I’ve been using Amazon’s Mechanical Turk for some data collection and verification recently and it’s a really amazing service. I can get simple rote tasks performed on datasets pretty quickly. So I thought I’d share some of the minor hurdles I had to overcome to get the import of my “input” data to work correctly for me. I started out with an Excel worksheet and I exported from Excel to CSV. Upon trying to upload my first set of data (after I created my MT “human interface task” template), the first error message I encountered was this one:
Header columns should not be blank.
This one is pretty simple — I had a column in my worksheet that looked empty but had some spaces in it. So when Excel was creating the CSV, it was creating an empty “column” and AMT was barfing on this. Fixing this was easy — I just deleted the offending column in Excel and re-saved it as a CSV. The other error message I encountered was this one:
Could not create batch. Invalid input data on line 320. Click here to learn more about acceptable file formats.
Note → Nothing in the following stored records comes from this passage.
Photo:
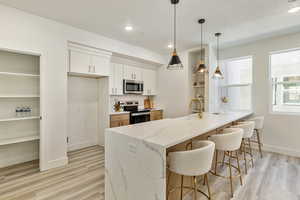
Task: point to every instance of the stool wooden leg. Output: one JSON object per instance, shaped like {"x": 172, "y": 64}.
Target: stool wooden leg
{"x": 259, "y": 142}
{"x": 230, "y": 173}
{"x": 195, "y": 187}
{"x": 208, "y": 188}
{"x": 168, "y": 183}
{"x": 216, "y": 163}
{"x": 238, "y": 163}
{"x": 181, "y": 188}
{"x": 245, "y": 159}
{"x": 249, "y": 141}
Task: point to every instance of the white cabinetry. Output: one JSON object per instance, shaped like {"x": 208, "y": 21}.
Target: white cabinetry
{"x": 149, "y": 78}
{"x": 116, "y": 79}
{"x": 84, "y": 61}
{"x": 132, "y": 73}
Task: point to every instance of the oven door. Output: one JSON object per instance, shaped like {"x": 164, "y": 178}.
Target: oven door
{"x": 139, "y": 117}
{"x": 133, "y": 87}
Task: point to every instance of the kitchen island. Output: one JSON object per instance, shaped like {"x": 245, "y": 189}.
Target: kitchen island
{"x": 135, "y": 155}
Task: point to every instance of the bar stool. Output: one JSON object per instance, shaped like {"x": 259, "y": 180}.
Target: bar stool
{"x": 259, "y": 125}
{"x": 228, "y": 141}
{"x": 192, "y": 163}
{"x": 248, "y": 127}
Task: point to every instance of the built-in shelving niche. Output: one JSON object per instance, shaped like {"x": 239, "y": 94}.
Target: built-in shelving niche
{"x": 19, "y": 87}
{"x": 199, "y": 81}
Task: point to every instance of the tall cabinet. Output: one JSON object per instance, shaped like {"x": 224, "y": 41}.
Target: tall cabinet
{"x": 19, "y": 107}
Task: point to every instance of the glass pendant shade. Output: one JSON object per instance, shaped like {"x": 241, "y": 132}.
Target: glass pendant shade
{"x": 175, "y": 62}
{"x": 218, "y": 74}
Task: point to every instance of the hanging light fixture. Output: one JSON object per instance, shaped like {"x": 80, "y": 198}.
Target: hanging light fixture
{"x": 218, "y": 74}
{"x": 201, "y": 65}
{"x": 175, "y": 62}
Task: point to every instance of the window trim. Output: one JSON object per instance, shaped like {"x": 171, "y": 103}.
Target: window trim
{"x": 240, "y": 85}
{"x": 269, "y": 71}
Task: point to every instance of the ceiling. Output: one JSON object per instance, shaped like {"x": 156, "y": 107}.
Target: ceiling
{"x": 239, "y": 20}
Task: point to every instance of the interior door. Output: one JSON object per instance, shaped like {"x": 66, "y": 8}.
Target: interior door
{"x": 82, "y": 112}
{"x": 79, "y": 62}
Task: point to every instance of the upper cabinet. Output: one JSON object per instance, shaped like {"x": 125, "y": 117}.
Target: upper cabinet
{"x": 88, "y": 61}
{"x": 132, "y": 73}
{"x": 149, "y": 78}
{"x": 116, "y": 79}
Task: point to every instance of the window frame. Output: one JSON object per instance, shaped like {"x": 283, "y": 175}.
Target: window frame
{"x": 239, "y": 85}
{"x": 270, "y": 101}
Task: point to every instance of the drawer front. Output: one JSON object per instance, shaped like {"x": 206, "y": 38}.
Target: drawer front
{"x": 156, "y": 115}
{"x": 120, "y": 117}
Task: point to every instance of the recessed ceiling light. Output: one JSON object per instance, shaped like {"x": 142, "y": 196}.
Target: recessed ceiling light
{"x": 295, "y": 9}
{"x": 170, "y": 46}
{"x": 128, "y": 28}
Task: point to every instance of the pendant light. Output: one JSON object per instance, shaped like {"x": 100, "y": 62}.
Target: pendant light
{"x": 218, "y": 74}
{"x": 175, "y": 62}
{"x": 201, "y": 65}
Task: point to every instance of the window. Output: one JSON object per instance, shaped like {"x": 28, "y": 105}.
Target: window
{"x": 237, "y": 84}
{"x": 285, "y": 76}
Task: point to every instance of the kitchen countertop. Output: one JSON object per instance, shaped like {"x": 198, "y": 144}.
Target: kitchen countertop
{"x": 169, "y": 132}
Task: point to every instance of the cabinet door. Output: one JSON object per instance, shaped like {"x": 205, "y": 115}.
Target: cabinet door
{"x": 80, "y": 62}
{"x": 118, "y": 79}
{"x": 111, "y": 79}
{"x": 152, "y": 77}
{"x": 149, "y": 78}
{"x": 101, "y": 65}
{"x": 147, "y": 81}
{"x": 128, "y": 72}
{"x": 137, "y": 74}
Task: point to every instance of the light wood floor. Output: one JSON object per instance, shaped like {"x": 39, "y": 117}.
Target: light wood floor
{"x": 275, "y": 177}
{"x": 82, "y": 179}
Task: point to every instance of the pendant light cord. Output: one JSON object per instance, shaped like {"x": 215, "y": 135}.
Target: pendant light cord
{"x": 201, "y": 52}
{"x": 218, "y": 51}
{"x": 175, "y": 27}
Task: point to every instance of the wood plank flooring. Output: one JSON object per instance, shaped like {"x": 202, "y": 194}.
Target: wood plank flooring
{"x": 82, "y": 179}
{"x": 275, "y": 177}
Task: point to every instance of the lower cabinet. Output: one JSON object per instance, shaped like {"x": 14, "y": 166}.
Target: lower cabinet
{"x": 117, "y": 120}
{"x": 156, "y": 115}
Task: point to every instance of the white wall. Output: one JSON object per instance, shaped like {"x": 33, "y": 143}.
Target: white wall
{"x": 26, "y": 32}
{"x": 281, "y": 133}
{"x": 174, "y": 89}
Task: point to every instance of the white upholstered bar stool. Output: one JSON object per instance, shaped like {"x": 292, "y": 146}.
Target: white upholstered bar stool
{"x": 192, "y": 163}
{"x": 228, "y": 141}
{"x": 259, "y": 125}
{"x": 248, "y": 127}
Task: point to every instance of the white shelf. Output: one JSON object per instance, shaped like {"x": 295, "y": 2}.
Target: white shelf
{"x": 20, "y": 96}
{"x": 236, "y": 85}
{"x": 19, "y": 140}
{"x": 19, "y": 118}
{"x": 19, "y": 74}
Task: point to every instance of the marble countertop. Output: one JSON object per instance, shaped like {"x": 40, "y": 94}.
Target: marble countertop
{"x": 169, "y": 132}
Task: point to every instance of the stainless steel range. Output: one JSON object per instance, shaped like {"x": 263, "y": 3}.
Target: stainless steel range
{"x": 136, "y": 115}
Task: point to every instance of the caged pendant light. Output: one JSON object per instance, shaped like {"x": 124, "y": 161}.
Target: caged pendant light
{"x": 201, "y": 65}
{"x": 218, "y": 74}
{"x": 175, "y": 62}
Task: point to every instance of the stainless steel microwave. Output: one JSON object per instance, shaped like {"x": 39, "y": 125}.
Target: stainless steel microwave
{"x": 133, "y": 87}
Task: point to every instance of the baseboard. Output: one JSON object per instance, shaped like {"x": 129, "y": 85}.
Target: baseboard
{"x": 13, "y": 160}
{"x": 54, "y": 163}
{"x": 73, "y": 147}
{"x": 280, "y": 150}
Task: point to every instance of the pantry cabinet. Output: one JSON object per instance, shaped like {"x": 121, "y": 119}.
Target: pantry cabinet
{"x": 132, "y": 73}
{"x": 89, "y": 62}
{"x": 149, "y": 78}
{"x": 116, "y": 79}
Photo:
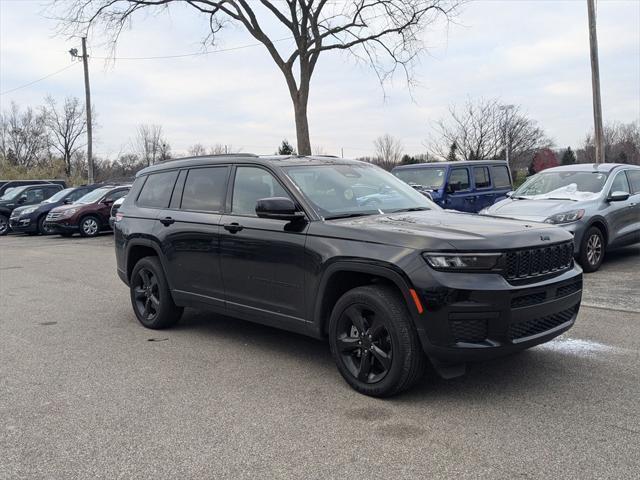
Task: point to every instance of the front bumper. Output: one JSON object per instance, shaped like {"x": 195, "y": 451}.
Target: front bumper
{"x": 23, "y": 224}
{"x": 484, "y": 316}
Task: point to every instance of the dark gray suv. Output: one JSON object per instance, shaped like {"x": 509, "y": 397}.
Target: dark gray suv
{"x": 598, "y": 204}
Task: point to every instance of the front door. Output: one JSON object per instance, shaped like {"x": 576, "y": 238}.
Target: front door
{"x": 262, "y": 259}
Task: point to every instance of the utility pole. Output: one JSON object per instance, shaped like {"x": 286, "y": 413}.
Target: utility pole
{"x": 595, "y": 82}
{"x": 87, "y": 99}
{"x": 507, "y": 143}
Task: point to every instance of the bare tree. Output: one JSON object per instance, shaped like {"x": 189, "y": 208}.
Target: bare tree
{"x": 197, "y": 150}
{"x": 384, "y": 33}
{"x": 150, "y": 145}
{"x": 24, "y": 140}
{"x": 388, "y": 151}
{"x": 480, "y": 130}
{"x": 66, "y": 125}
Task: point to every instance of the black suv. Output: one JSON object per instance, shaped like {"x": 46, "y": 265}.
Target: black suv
{"x": 289, "y": 242}
{"x": 23, "y": 196}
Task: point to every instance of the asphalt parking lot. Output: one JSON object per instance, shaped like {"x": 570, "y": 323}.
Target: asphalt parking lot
{"x": 86, "y": 392}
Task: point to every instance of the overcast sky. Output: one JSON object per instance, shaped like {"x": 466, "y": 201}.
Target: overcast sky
{"x": 531, "y": 53}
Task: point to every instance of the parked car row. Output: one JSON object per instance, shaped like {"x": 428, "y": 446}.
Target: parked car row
{"x": 47, "y": 208}
{"x": 598, "y": 204}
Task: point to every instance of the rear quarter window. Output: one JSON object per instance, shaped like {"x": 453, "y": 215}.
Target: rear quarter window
{"x": 501, "y": 177}
{"x": 156, "y": 191}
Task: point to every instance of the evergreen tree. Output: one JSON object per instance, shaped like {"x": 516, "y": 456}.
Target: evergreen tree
{"x": 286, "y": 148}
{"x": 568, "y": 157}
{"x": 452, "y": 153}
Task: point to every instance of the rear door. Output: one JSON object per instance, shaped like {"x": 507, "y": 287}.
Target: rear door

So what’s happening here? Basically, Amazon’s Mechanical Turk barfs on special characters… perhaps, only if they aren’t properly encoded? I’m not sure if there’s another solution to this, but what I did was do a search and replace in my trusty text editor (UltraEdit FTW!) and kept re-uploading until I had replaced all the offending characters. My list of offending characters that I had to search and replace:
’ (replace with ‘)
ñ (replace with n)
“ (replace with “)
” (replace with “)
— (replace with -)